Big Aspirations, Smaller Results

How much have Texan oilmen shaped America?
Reporter Brian Burrough follows his last corporate epic, Barbarians at the Gate, with a new book, The Big Rich, replacing skyscrapers and three piece suits with oil wells and Stetson hats. It is a sprawling story set across several continents, chronicling gumption, love, betrayal, politics, family squabbles, and Muammar al-Gaddafi. But if the  business acumen of the Texas oilmen Burrough scrutinizes is striking, so is their lack of political finesse.  Burrough makes much of their outsized business success, but it remains remarkable how little the Western tycoons were able to alter the Washington landscape. It may be that moderate Texas Republicans and the entrenched Washington establishment exploited the Big Rich’s vast fortunes; their legacy remains one of business rather than political domination.
“Tomorrow’s Another Day”
Burrough describes many Texas oilmen, but ultimately focuses his lens on Hugh Roy Cullen, Clint Murchison, Sid Richardson, and H.L. Hunt, whom he calls the “Big Four.” Though more or less unrelated, “A good ol’ boy, a scold, a genius, and a bigamist” made billions from similar titanic visions and oft-forgotten Northern investors.

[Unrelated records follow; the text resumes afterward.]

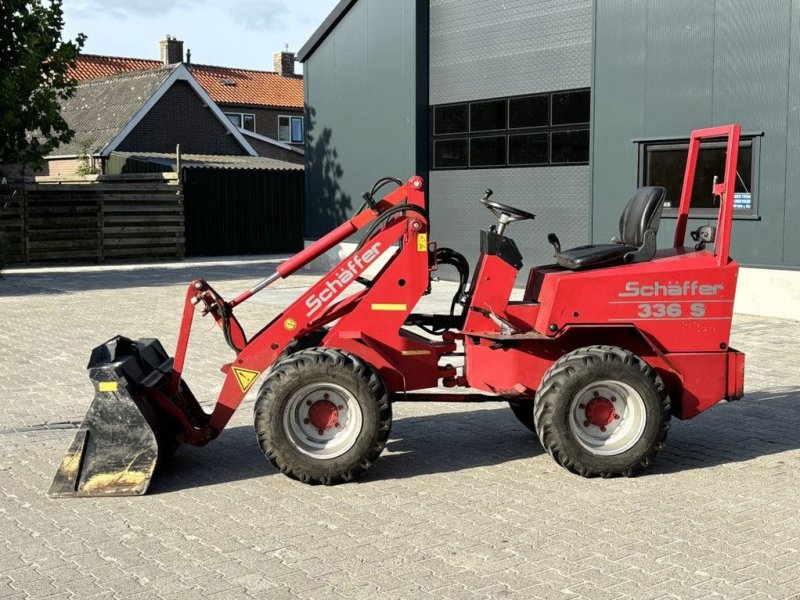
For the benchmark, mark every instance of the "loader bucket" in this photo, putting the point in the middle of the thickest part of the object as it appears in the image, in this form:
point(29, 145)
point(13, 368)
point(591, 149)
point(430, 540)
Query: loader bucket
point(124, 433)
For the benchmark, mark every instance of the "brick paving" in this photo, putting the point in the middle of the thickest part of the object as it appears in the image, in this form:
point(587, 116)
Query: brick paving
point(463, 504)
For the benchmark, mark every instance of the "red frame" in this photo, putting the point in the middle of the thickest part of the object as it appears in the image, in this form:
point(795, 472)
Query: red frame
point(674, 311)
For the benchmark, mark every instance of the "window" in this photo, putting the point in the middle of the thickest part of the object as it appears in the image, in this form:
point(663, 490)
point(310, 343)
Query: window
point(243, 120)
point(290, 129)
point(663, 163)
point(537, 130)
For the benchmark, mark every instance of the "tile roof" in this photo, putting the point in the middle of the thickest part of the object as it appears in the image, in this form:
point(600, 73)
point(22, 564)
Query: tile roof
point(206, 161)
point(100, 108)
point(92, 66)
point(225, 85)
point(243, 86)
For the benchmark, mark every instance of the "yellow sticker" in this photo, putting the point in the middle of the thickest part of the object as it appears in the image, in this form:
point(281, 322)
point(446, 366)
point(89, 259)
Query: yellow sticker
point(245, 377)
point(389, 307)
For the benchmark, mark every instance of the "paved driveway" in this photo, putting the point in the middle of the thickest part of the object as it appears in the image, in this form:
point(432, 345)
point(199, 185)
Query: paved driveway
point(463, 504)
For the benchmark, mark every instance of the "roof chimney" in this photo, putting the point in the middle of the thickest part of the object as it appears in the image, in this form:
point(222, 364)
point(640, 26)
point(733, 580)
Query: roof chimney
point(283, 62)
point(171, 50)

These four, nevertheless, personified the limitless ambition that is still at the heart of America’s venerable capitalist spirit. Despite repeated failure, they fought for their dream, certain that hundreds of millions of barrels of black gold lay hidden in the earth. In their minds, success was always around the corner — which it eventually was. As a soiled, tired, and poor Cullen tells his wife after another day of futile drilling, “Tomorrow’s another day.”
What can money buy?
And their money, like practically all money, finally found itself on Capitol Hill, where it sought to midwife what Burrough terms “ultraconservatism.” Indeed, some of the Big Four were Sen. Joseph McCarthy’s strongest supporters. And though moderates like Dwight D. Eisenhower and even progressives such as LBJ and FDR came hat in hand to Texas donors, the two sides existed in angry tension. Even as Eisenhower used this Southern base for fundraising, he privately considered its members to be “stupid,” reactionary hicks. Still, these purported hicks produced big names and keen minds that came to dominate the modern Republican Party. James Baker’s grandfather shows up, as does Bush the Elder. But they were not really emblematic of Texas oil tycoons, content to promote center-right agendas, while paying lip service to their funders.

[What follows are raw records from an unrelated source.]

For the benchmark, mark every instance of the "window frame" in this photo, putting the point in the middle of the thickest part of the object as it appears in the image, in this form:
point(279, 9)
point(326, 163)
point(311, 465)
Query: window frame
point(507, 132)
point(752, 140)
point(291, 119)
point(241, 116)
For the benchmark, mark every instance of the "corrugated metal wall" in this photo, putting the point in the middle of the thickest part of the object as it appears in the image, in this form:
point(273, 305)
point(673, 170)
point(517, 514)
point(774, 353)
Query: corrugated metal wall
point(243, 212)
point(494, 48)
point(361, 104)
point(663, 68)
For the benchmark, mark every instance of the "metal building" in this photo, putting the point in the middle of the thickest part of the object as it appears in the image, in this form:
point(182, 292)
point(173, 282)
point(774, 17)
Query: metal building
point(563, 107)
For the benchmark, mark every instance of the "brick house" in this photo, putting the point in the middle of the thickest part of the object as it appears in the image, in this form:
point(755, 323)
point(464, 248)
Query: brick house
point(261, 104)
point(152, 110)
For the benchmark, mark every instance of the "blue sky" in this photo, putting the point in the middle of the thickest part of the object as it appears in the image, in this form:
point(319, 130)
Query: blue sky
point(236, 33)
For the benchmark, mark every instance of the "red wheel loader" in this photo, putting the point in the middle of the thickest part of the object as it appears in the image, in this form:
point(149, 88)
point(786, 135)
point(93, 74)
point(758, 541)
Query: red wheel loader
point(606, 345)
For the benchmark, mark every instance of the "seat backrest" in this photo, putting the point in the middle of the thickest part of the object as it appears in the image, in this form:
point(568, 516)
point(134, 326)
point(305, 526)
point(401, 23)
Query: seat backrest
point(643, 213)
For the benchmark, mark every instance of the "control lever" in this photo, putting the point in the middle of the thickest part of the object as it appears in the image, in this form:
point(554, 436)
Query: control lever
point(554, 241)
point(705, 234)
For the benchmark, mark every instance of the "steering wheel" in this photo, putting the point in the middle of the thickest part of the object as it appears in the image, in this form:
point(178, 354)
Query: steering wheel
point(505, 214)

And just as the Big Rich’s money couldn’t help them totally buy the Senate or the House, it couldn’t help them buy worldliness either, no matter how frequently they jetted about to conduct international energy deals. Recent history, such as the continuing problem of the U.S. trade deficit with China coupled with persistent, unwelcome, and extensive corporate and political espionage by Beijing, still confirms that a healthy skepticism of foreign economic partners should be encouraged, and the Four faced nearly as much trickery abroad. But, professional prudence and chauvinism are two different things, and the Big Rich rarely hit the mark, to no credit to their legacy, and sometimes their economic success.

Family Legacy

In the end, how did they fare? The moguls’ children kept the family business alive, but not with its old success. With the exception of Richardson’s wily nephew, Sid Richardson, the Big Four’s offspring proved inept at managing the empires or at negotiating with hostile players, such as Gaddafi of Libya. Other scions sank money in misguided side business such as Hunt’s food company. But they did survive, with recent conquests such as Hunt Oil’s 2003 acquisition of major contracts from the Bush administration to drill in Northern Iraq.
In retrospect, the Big Four were as dogged as they were brilliant, though this sometimes allowed for foolish ventures. That the Big Four didn’t know when to quit was both a liability and an asset. In the grand scheme of things it was probably the latter, but their dogged simplicity proved completely out of place in politics and robbed them of their impact. There can be no doubt that the Big Rich deserve their place in American history, but the limit of their success is evident, especially beside icons such as Andrew Carnegie and Nelson Rockefeller; in the end, money might just not buy what it used to.